A Biographical Sketch of Dr Samuel Johnson was written by Thomas Tyers for The Gentleman's Magazines December 1784 issue. The work was written immediately after the death of Samuel Johnson and is the first postmortem biographical work on the author. The first full-length biography was written by John Hawkins and titled Life of Samuel Johnson.

==Background==
There is little known about the relationship that Johnson and Tyers shared, except that Johnson claimed that "Tyers always tells him something he did not know before" and was familiarly mentioned by Johnson to Johnson's friends. However, Johnson, in The Idler, described Tyers, called Tom Restless, as "a circumstance" and says:
"When Tom Restless rises he goes into a coffee-house, where he creeps so near to men whom he takes to be reasoners, as to hear their discourses and endeavours to remember something which, when it has been strained through Tom's head, is so near to nothing, that what it once was cannot be discovered. This he carries round from friend to friend through a circle of visits, till, hearing what each says upon the question, he becomes able at dinner to say a little himself; and as every great genius relaxes himself among his inferiors, meets with some who wonder how so young a man can talk so wisely."

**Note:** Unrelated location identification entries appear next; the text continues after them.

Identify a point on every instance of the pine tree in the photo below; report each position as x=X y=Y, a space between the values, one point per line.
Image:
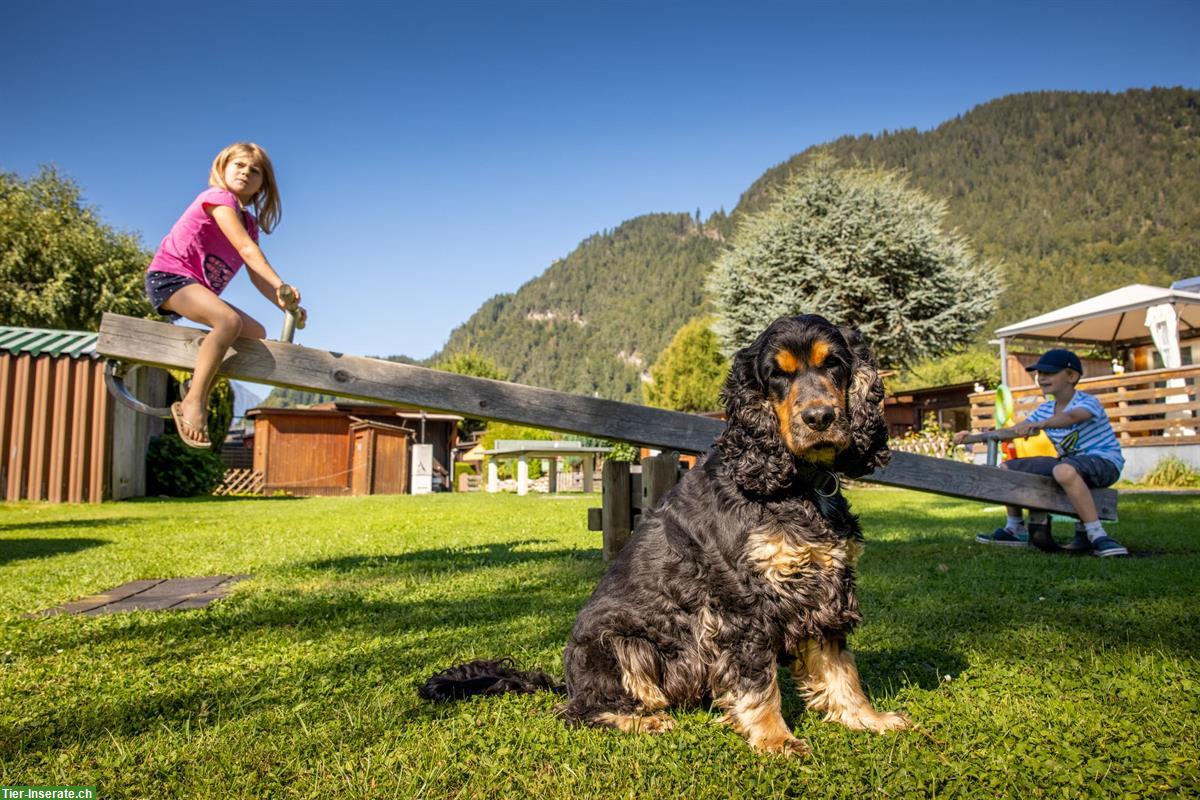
x=689 y=373
x=862 y=248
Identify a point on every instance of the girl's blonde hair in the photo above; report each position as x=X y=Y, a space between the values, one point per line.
x=267 y=202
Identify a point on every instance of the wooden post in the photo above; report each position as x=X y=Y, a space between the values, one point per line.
x=589 y=471
x=617 y=511
x=522 y=475
x=659 y=474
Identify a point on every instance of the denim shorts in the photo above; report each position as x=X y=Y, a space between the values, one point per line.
x=160 y=286
x=1096 y=471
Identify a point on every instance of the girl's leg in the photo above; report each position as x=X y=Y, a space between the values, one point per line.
x=201 y=305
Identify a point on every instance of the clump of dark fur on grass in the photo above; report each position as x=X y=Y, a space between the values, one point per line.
x=484 y=677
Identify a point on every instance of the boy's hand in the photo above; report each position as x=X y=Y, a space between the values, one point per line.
x=1024 y=429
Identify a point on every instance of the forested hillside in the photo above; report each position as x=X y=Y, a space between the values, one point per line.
x=595 y=320
x=1068 y=193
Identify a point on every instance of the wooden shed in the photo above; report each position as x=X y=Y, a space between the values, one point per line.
x=63 y=438
x=345 y=447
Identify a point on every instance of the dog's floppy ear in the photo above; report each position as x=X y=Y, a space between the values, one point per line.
x=750 y=445
x=868 y=429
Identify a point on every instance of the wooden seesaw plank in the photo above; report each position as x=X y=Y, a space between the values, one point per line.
x=293 y=366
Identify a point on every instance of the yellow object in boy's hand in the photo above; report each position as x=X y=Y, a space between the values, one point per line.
x=1036 y=445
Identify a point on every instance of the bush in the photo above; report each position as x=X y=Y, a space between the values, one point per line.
x=930 y=440
x=180 y=471
x=1171 y=470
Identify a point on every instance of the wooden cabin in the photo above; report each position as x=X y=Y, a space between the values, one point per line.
x=348 y=449
x=63 y=438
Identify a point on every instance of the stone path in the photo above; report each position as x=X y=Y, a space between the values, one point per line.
x=155 y=594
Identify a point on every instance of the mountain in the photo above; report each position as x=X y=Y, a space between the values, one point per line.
x=1069 y=193
x=594 y=320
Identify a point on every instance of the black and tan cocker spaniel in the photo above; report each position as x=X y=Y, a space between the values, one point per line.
x=747 y=565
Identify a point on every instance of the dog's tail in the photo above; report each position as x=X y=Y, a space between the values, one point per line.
x=484 y=677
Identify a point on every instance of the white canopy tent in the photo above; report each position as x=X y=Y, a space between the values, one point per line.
x=1132 y=314
x=1126 y=316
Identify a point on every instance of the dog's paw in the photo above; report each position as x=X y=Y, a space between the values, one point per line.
x=655 y=723
x=868 y=719
x=891 y=721
x=784 y=746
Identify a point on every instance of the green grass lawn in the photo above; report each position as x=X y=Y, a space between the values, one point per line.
x=1027 y=675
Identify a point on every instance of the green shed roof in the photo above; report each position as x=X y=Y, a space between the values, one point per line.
x=37 y=341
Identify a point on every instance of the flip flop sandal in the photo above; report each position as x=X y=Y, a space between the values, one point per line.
x=186 y=429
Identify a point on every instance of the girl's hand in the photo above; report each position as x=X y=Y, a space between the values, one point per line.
x=287 y=296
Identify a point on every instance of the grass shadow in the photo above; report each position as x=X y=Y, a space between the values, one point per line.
x=455 y=559
x=49 y=524
x=16 y=549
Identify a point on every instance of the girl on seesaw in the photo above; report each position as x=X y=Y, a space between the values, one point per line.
x=198 y=258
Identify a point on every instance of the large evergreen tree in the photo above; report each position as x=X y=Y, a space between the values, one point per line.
x=60 y=266
x=689 y=373
x=863 y=248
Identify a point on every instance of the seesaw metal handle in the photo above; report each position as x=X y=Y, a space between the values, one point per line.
x=291 y=314
x=114 y=379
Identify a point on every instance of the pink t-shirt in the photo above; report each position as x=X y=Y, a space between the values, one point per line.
x=198 y=248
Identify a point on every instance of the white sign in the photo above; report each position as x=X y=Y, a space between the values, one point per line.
x=423 y=469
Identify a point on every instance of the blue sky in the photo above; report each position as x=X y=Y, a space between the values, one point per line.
x=432 y=155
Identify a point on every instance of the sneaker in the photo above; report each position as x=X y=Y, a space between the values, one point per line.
x=1042 y=539
x=1003 y=536
x=1078 y=546
x=1107 y=546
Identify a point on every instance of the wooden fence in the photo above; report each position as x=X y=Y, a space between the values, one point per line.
x=1155 y=407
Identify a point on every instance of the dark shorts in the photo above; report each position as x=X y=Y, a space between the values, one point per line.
x=1096 y=471
x=160 y=286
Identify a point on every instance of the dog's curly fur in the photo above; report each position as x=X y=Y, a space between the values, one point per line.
x=748 y=564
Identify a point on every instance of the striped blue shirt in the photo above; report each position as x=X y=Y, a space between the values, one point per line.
x=1092 y=437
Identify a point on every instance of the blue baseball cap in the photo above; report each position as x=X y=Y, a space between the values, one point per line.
x=1056 y=361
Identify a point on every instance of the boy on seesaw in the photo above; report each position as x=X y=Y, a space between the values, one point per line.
x=1089 y=458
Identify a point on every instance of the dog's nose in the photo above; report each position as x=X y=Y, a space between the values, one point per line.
x=819 y=417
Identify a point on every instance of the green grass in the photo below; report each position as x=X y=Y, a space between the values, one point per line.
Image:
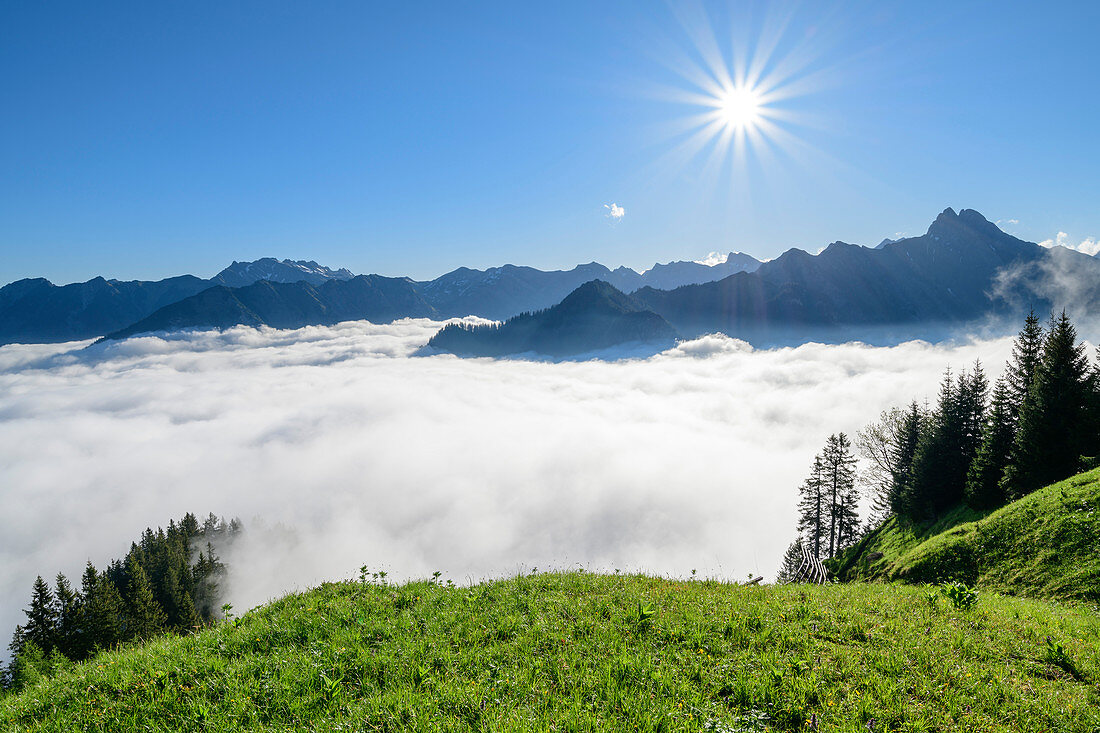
x=1045 y=545
x=582 y=652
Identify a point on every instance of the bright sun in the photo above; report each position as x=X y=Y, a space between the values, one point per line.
x=739 y=108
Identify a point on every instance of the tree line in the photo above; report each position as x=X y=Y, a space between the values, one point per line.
x=169 y=581
x=976 y=446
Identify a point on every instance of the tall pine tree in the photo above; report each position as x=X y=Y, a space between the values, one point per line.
x=813 y=511
x=983 y=479
x=1052 y=434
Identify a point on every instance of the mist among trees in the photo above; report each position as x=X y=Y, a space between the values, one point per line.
x=977 y=445
x=171 y=581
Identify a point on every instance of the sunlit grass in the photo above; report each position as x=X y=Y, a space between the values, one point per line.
x=574 y=652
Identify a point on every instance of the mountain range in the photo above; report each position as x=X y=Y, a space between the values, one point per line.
x=594 y=316
x=964 y=270
x=35 y=310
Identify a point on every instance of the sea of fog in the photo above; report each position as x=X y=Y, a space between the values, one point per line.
x=341 y=447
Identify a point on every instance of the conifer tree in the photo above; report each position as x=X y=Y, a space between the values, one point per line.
x=41 y=627
x=813 y=511
x=904 y=450
x=792 y=561
x=103 y=612
x=948 y=446
x=1051 y=437
x=144 y=615
x=983 y=479
x=838 y=473
x=67 y=604
x=879 y=444
x=1025 y=357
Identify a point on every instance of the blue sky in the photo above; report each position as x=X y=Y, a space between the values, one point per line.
x=146 y=140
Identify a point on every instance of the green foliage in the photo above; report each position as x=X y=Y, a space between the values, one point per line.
x=961 y=595
x=1043 y=545
x=947 y=446
x=828 y=517
x=156 y=589
x=983 y=489
x=563 y=652
x=1054 y=420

On 13 December 1784, Samuel Johnson died. In response to his death, the Gentleman's Magazine ran A Biographical Sketch of Dr Samuel Johnson for their December issue. The work was written in the short time between the death and the printing. Although it was the first biographical work on Johnson, the first full-length biography would be published by Murphy in 1787.

==Biography==
Tyers used his Biographical Sketch to discuss Johnson's mental state, but not everyone agreed with the way Tyers revealed Johnson's private life; Hester Thrale wrote, in her Anecdotes of the Late Samuel Johnson, "Poor Johnson! I see they will leave nothing untold that I laboured so long to keep secret; & I was so very delicate in trying to conceal his fancied Insanity." Regardless of what Thrale may have wanted, critics focused on Johnson's mental state from then after. In particular, John Wain emphasizes Tyers's description of Johnson as "like a ghost. He never speaks unless he is spoken to", which Wain considered a "bon mot". Likewise, Walter Jackson Bate relies on how Tyers was able to partly capture Johnson's "bisociative" ability to bring "together two different frames of experience". Tyers, when saying Johnson "said the most common things in the newest manner", describes Johnson's "unpredictability" and a
"further process of mind in which the original shuffling of perspectives, already surprising us with elements we had overlooked or forgotten, is joined by considerations drawn from other matrices of experience that can only be described as 'moral,' that is, having to do with the condition of man - with human hopes and fears; with values, purpose or aim; with the shared sense, never forgotten, of the 'doom of man'; and with an unsleeping practical urgency in considering concretely what to do and how to live."

Tyers concludes his work by saying:
"At the end of this sketch, it may be hinted (sooner might have been prepossession) that Johnson told this writer, for he saw he always had his eye and ear upon him, that at some time or other he might be called upon to assist a posthumous account of him.

A hint was given to our author, a few years ago, by this Rhapsodist, to write his own life, lest somebody should write it for him. He has reason to believe, he has left a manuscript biography behind him. His executors, all honourable men, will sit in judgment upon his papers. Thuanus, Buchanan, Huetius, and others, have been their own historians.

The memory of some people, says Mably very lately, 'is their understanding.' This may be thought, by some readers, to be the case in point. Whatever anecdotes were furnished by memory, this pen did not choose to part with to any compiler. His little bit of gold he has worked into as much gold-leaf as he could

==Critical response==
James Boswell, in his Life of Samuel Johnson, wrote:
"[Tyers] abounded in anecdote, but was no sufficiently attentive to accuracy. I therefore cannot venture to avail myself much of a biographical sketch of Johnson which he published, being one among the various persons ambitious of appending their names to that of my illustrious friend. That sketch is, however, an entertaining little collection of fragments."